In a world where most home appliances are made from plastic, it’s not surprising that some of them are made of rubber.
But a new rubber brace made by the makers of the U.S. military’s newest fighter jet says it’s going to change that.
The Air Force says the new Air Force Sealift and Recovery Utility System (ASRSU) rubber brace, which was developed by the United States Army and is being tested on U.N. peacekeepers, is the latest of a number of technologies that have emerged since the wars in Afghanistan and Iraq.
The brace is made from a variety of materials including polymers and polyethylene, which are resistant to the corrosion that occurs on plastics, and the US.
Air Force said it’s the first of its kind.
It can be worn on the wrists or the upper arms, and is designed to support a fighter jet or other heavy equipment.
“The ASRSU will be deployed to UN peacekeepers in the field and will be used to keep them safe during deployment,” said Lt.
Col. Chris Bowers, a spokesman for the U,S.
“It will provide greater protection to our troops.”
He said the brace was tested on more than 20 peacekeepers and on the U-2 spy plane that flew missions over Iraq in 2013.
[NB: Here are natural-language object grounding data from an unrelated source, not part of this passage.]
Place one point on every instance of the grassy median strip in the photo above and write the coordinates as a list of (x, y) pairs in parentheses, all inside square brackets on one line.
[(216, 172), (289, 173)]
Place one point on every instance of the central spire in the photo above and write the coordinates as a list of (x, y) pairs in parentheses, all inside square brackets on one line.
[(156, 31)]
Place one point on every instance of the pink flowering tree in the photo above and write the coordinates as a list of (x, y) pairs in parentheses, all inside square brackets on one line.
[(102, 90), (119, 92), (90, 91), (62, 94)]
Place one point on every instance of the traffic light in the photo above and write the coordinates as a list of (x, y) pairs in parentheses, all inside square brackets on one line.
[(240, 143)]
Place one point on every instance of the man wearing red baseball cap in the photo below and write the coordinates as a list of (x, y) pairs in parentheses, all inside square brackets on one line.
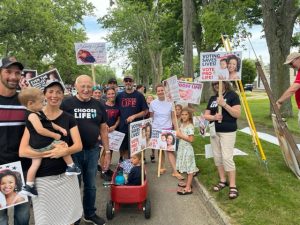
[(12, 123)]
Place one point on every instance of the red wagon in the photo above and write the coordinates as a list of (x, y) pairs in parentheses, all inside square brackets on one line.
[(125, 194)]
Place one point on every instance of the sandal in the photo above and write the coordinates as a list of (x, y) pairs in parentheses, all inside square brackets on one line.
[(182, 184), (233, 192), (178, 176), (184, 192), (218, 187)]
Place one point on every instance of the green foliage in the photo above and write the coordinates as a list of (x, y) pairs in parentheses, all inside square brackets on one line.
[(248, 71), (266, 197), (227, 17), (42, 33)]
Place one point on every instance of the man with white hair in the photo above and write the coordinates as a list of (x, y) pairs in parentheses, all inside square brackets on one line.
[(91, 118)]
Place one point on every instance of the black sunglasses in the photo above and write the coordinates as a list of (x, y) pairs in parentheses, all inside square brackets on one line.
[(127, 80)]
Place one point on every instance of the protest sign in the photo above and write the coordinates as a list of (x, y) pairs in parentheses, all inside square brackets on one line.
[(171, 89), (41, 80), (158, 139), (163, 139), (115, 140), (12, 180), (190, 92), (26, 75), (140, 135), (216, 66), (90, 53), (201, 123)]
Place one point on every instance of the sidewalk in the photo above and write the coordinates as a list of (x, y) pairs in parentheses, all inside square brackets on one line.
[(167, 207)]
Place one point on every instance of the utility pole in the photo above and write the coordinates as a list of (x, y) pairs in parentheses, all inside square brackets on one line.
[(187, 8)]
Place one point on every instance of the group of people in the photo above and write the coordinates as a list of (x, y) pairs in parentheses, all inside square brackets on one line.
[(73, 128), (77, 121)]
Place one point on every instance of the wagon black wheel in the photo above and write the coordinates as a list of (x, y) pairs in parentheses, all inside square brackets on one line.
[(110, 210), (147, 209)]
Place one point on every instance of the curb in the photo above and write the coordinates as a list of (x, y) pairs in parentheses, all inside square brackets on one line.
[(211, 205)]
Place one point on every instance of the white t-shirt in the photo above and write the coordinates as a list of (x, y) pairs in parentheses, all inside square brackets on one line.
[(162, 111)]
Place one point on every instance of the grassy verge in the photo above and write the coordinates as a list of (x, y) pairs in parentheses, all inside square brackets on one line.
[(266, 196), (260, 112)]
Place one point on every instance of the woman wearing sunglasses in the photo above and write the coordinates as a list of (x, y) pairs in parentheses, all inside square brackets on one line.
[(223, 128)]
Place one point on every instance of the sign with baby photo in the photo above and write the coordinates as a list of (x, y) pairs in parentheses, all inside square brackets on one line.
[(216, 66), (201, 123), (26, 75), (115, 139), (140, 135), (163, 139), (171, 89), (90, 53), (41, 80), (12, 181), (190, 92)]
“There were no reports of any injury, and we are taking every precaution to minimize any potential for injury,” he said.
The U.K.-based manufacturer said the ASRSUs have proven themselves as reliable in the harsh conditions of war, particularly during the war in Afghanistan.
The new brace is one of the most innovative technologies developed in the past year.
In January, researchers at Imperial College London developed a brace that can hold a bomb without detonating it.
In October, the University of Oxford developed a device that could be used for protecting troops and other civilians from the toxic gases produced during chemical weapons attacks.
A similar system, the URS-3, was used by the British Army in Afghanistan to protect the troops during the 2009 conflict.
The ASRSUS is being evaluated by the U.,S.
government, and other contractors for use on the Peacekeeper mission, which will begin in September.
The air force plans to test the brace on about 10,000 peacekeepers over the next year.
It is expected to take at least two years to deploy the brace.
“While the ASERSU has proven itself as reliable, we are continually evaluating its effectiveness against other types of threats,” Bowers said.